# Photos of Yogi!



## Yogi (Oct 28, 2011)

Hi, I have eventually worked out how to do this - have to work out the pitapat thing next, isn't working for me Yogi is growing so fast, I think these shots of her will probably be out of date within a couple of weeks!


----------



## lady amanda (Nov 26, 2010)

such a cutie! and they do grow really fast!


----------



## Sezra (May 20, 2011)

Hi Liz! Yogi is gorgeous, lovely piccies.


----------



## M&M's mummy (Jul 12, 2011)

Ha ha the 2nd photo she has a real naughty look- he he hope that's not things to come!!!

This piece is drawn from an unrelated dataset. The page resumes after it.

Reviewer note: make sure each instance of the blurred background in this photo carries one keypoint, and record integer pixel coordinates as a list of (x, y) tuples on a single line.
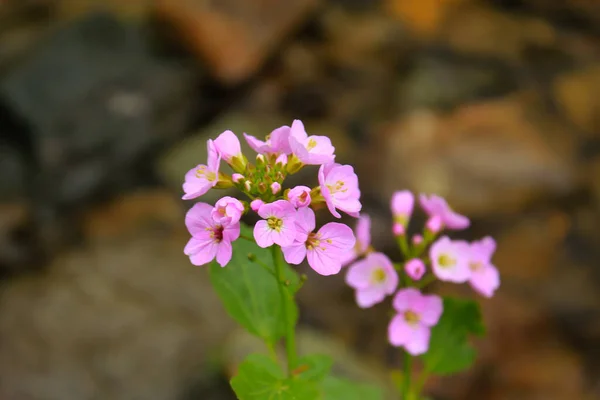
[(104, 105)]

Enjoy Liz as they do grow so fast x


----------



## Laura(L)Izzie (Sep 9, 2011)

Yogi is gorgeous! & Poppy is also growing very quickly! Can you believe they've been home nearly 3 weeks already?!  Is Yogi a good eater? Because Poppy never stops eating! But Izzie our oldest has always been much fussier & never eaten much...
Hope you're enjoying her  x


----------



## dave the dog (Jun 4, 2011)

Adorable!

Meg x


----------



## Southern Annie (Sep 17, 2011)

Awww! Adorable!


----------